String

A String represents an immutable sequence of UTF-8 characters.

A String is typically created with a string literal enclosing UTF-8 characters in double quotes ("):

  1. "hello world"

Escaping

A backslash denotes a special character inside a string, which can either be a named escape sequence or a numerical representation of a unicode codepoint.

Available escape sequences:

  1. "\"" # double quote
  2. "\\" # backslash
  3. "\a" # alert
  4. "\b" # backspace
  5. "\e" # escape
  6. "\f" # form feed
  7. "\n" # newline
  8. "\r" # carriage return
  9. "\t" # tab
  10. "\v" # vertical tab
  11. "\NNN" # octal ASCII character
  12. "\xNN" # hexadecimal ASCII character
  13. "\uNNNN" # hexadecimal unicode character
  14. "\u{NNNN...}" # hexadecimal unicode character

Any other character following a backslash is interpreted as the character itself.

A backslash followed by at most three digits ranging from 0 to 7 denotes a code point written in octal:

  1. "\101" # => "A"
  2. "\123" # => "S"
  3. "\12" # => "\n"
  4. "\1" # string with one character with code point 1

A backslash followed by a u denotes a unicode codepoint. It can either be followed by exactly four hexadecimal characters representing the unicode bytes (\u0000 to \uFFFF) or a number of one to six hexadecimal characters wrapped in curly braces (\u{0} to \u{10FFFF}.

  1. "\u0041" # => "A"
  2. "\u{41}" # => "A"
  3. "\u{1F52E}" # => "🔮"

One curly brace can contain multiple unicode characters each separated by a whitespace.

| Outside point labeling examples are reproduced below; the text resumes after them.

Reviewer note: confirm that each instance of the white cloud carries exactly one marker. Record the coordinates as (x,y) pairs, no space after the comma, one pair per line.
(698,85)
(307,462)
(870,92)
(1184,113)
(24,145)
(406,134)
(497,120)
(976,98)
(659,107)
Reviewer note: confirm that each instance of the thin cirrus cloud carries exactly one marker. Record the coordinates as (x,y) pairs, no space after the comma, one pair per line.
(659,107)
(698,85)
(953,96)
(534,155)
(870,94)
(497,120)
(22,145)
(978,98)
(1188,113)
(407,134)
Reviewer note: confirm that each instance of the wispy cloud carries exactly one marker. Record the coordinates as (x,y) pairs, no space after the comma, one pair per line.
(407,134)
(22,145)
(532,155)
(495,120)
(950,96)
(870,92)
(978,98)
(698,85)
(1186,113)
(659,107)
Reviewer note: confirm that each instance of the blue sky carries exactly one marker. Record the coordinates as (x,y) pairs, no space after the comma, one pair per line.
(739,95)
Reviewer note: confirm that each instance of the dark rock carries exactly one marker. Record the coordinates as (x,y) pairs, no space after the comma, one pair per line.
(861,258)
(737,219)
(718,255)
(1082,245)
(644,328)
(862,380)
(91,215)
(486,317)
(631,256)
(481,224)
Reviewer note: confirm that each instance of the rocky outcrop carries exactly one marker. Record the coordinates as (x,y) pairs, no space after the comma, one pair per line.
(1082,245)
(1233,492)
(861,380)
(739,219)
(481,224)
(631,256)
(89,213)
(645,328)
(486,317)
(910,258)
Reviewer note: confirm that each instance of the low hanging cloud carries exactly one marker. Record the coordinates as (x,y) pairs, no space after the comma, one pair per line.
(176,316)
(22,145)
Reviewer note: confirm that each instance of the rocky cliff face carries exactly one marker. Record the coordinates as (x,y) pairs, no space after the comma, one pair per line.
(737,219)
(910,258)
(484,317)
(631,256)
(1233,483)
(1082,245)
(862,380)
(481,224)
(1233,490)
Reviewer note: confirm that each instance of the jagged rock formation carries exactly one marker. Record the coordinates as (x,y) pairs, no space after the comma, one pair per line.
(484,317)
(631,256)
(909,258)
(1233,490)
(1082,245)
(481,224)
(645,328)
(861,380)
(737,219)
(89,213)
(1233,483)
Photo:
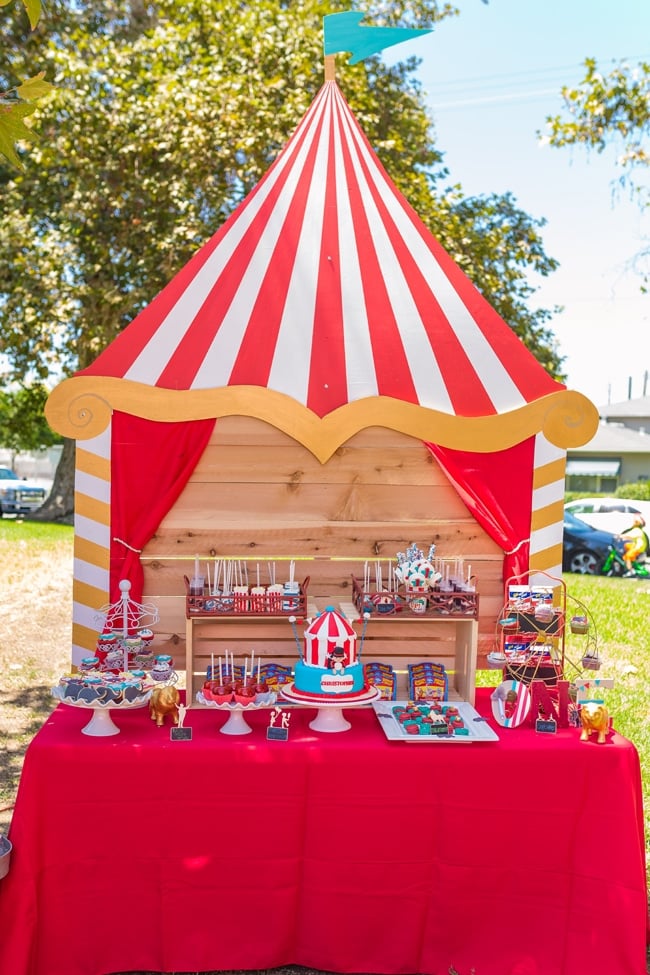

  1. "\u{48 45 4C 4C 4F}" # => "HELLO"

Interpolation

A string literal with interpolation allows to embed expressions into the string which will be expanded at runtime.

  1. a = 1
  2. b = 2
  3. "sum: #{a} + #{b} = #{a + b}" # => "sum: 1 + 2 = 3"

String interpolation is also possible with String#%.

Any expression may be placed inside the interpolated section, but it’s best to keep the expression small for readability.

Interpolation can be disabled by escaping the # character with a backslash or by using a non-interpolating string literal like %q().

  1. "\#{a + b}" # => "#{a + b}"
  2. %q(#{a + b}) # => "#{a + b}"

Interpolation is implemented using a String::Builder and invoking Object#to_s(IO) on each expression enclosed by #{...}. The expression "sum: #{a} + #{b} = #{a + b}" is equivalent to:

  1. String.build do |io|
  2. io << "sum: "
  3. io << a
  4. io << " + "
  5. io << b
  6. io << " = "
  7. io << a + b
  8. end

Percent string literals

Besides double-quotes strings, Crystal also supports string literals indicated by a percent sign (%) and a pair of delimiters. Valid delimiters are parentheses (), square brackets [], curly braces {}, angles <> and pipes ||. Except for the pipes, all delimiters can be nested meaning a start delimiter inside the string escapes the next end delimiter.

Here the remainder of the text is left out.